I have been taking Nori’s training and development in teeny-tiny steps, trying to emphasize calmness and confidence. I know there are plenty of 4 year olds doing much more sophisticated work, even jumping courses and competing in horse trials, but for Nori I think the fastest approach to get where I am going will be the slow road.
Spring Hollow Or Noir, better known as Nori to her friends, has had an educational 2021 season furthering her groundwork both in the ring and the round pen. Thanks to the assistance of our summer intern Tiger Lily, I was also able to lightly back Nori– a process she found a little exciting.
I purchased Nori with the hope she will develop into a long distance competitive trail/endurance mount. When I first began to learn about distance riding, one of the most important concepts I learned is that you must ride your own ride. Each horse is an individual and depending on where they are at in their distance career, riders can and should have different goals for their horses. For example: not every horse in an endurance ride is ready to race, and some horses at a competitive trail ride need to use every single minute allotted to them to finish safely. Getting caught up with a pace, training methodology or conditioning system that your horse is not ready for will only cause setbacks and discourage your horse.

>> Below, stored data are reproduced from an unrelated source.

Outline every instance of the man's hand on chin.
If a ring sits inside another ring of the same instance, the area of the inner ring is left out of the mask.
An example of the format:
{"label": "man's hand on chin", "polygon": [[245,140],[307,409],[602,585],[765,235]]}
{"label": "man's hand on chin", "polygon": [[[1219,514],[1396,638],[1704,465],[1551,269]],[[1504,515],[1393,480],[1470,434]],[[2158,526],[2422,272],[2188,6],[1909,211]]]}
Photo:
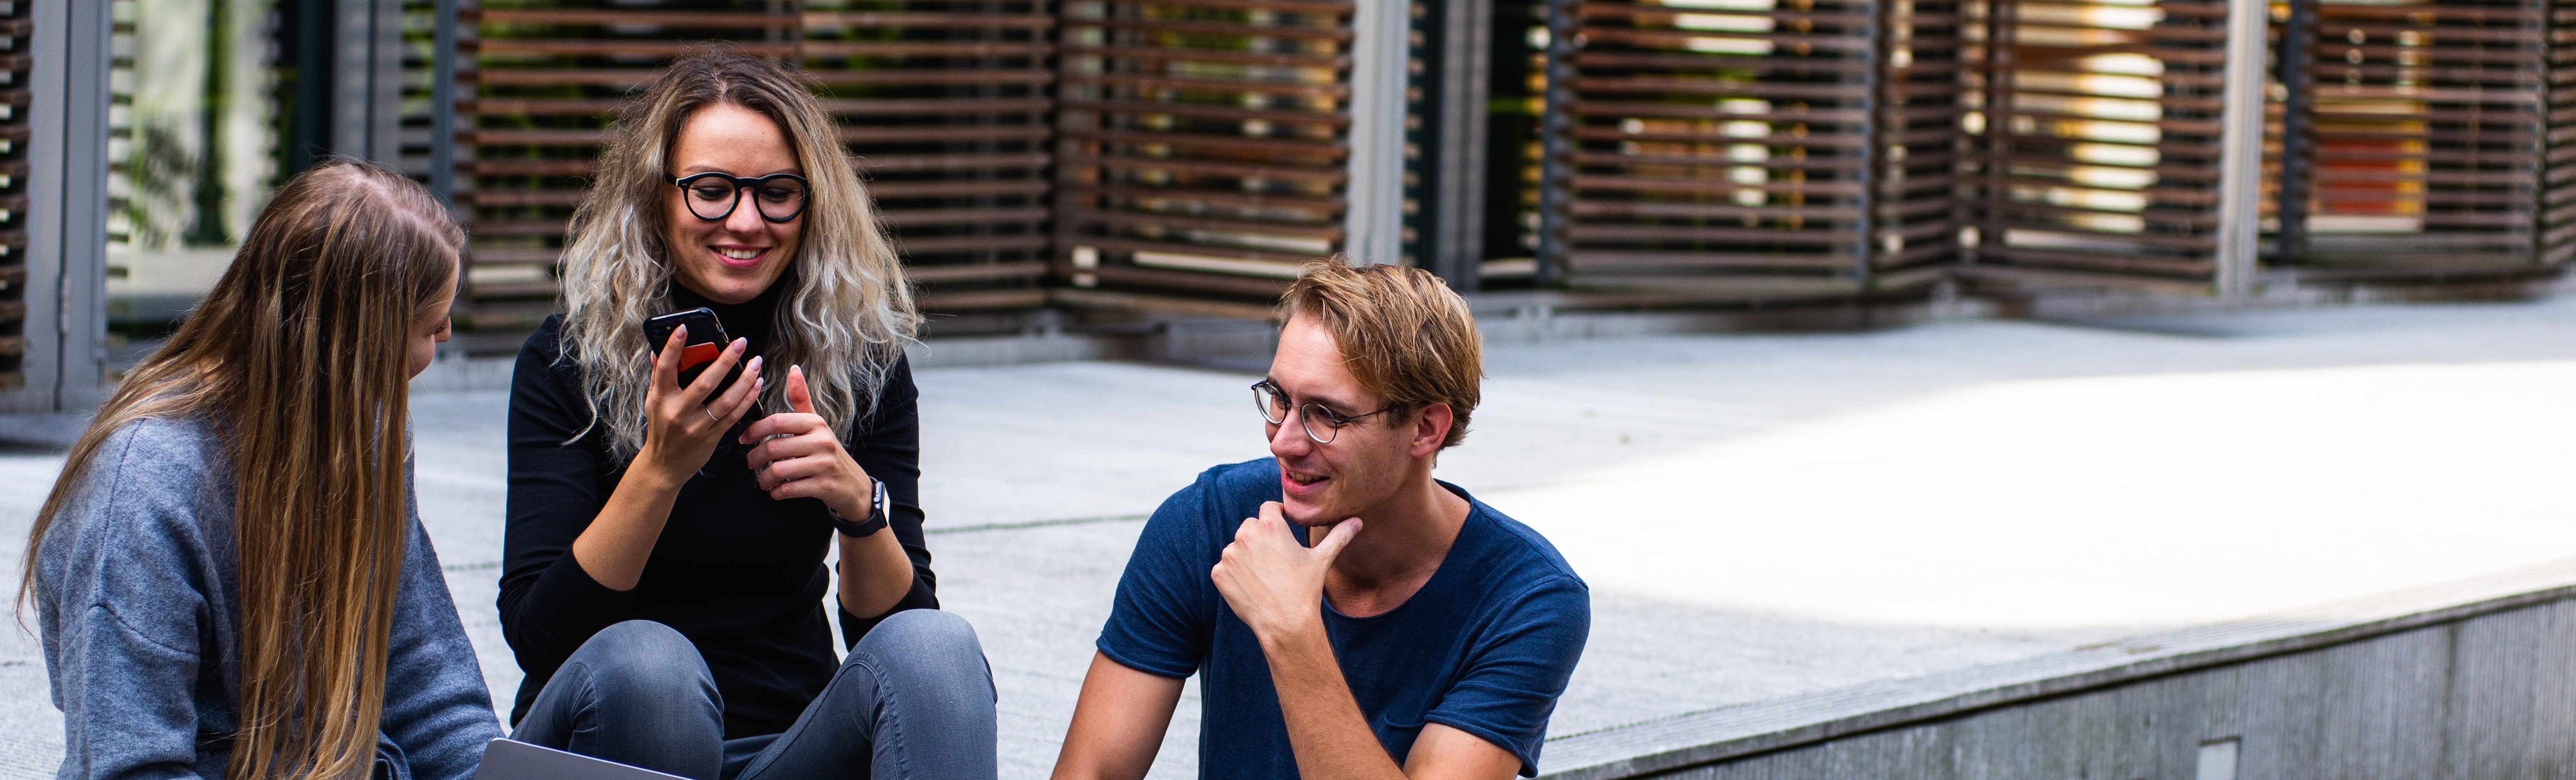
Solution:
{"label": "man's hand on chin", "polygon": [[1244,518],[1208,572],[1226,606],[1264,646],[1322,628],[1324,573],[1359,535],[1360,519],[1333,524],[1311,548],[1297,542],[1299,530],[1281,516],[1279,502],[1262,502],[1261,516]]}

While I had hoped to be hacking Nori under saddle this fall, her reaction to being backed showed me that she still needs a little more time to mature before we tackle that task. Instead, I have been busy hand walking her on trail– and she really seems to love it. Earlier this year, through the Warhorse Endurance Conditioning Challenges, we completed ten miles of trail hand walking to earn her Valor medal (a portion of all entries was donated to the Last Chance Corral). Currently, we have almost thirty miles completed toward the Valkyrie 100 Mile Challenge. I had hoped to finish that Challenge before the end of the year, which may be overly ambitious, but at the same time having that goal helps keep me motivated.
Overall I have been SO impressed by Nori’s attitude out on trail– she crosses brooks and rivers, stops to sip out of puddles and snacks on grass along the way. We have met up with deer, herons and turkeys, climbed up hills and navigated muddy puddles. By and large, she handles common trail challenges with confidence and interest. This is the attitude I want to see in her work under saddle before I ask for too much more.
In 2019, I had the opportunity to interview the multi-talented Michelle Grald, formerly trails coordinator at the Green Mountain Horse Association, on the subject of “Building a Better Trail Horse”. In Part II of this three part series, “Essential Leading Fundamentals”, Grald discusses how important it is for trail horses to learn how to safely lead from both the left and right, as well as to politely walk directly behind a leader (for a single track trail situation) or tailing from the back. If you are interested, you can review the article below (it ran originally in the August 2019 issue of Equine Journal).
This is my goal for the rest of the year, until the trails freeze over and it becomes time to hunker down for winter– to continue to develop Nori’s foundation so that I can build a better trail horse.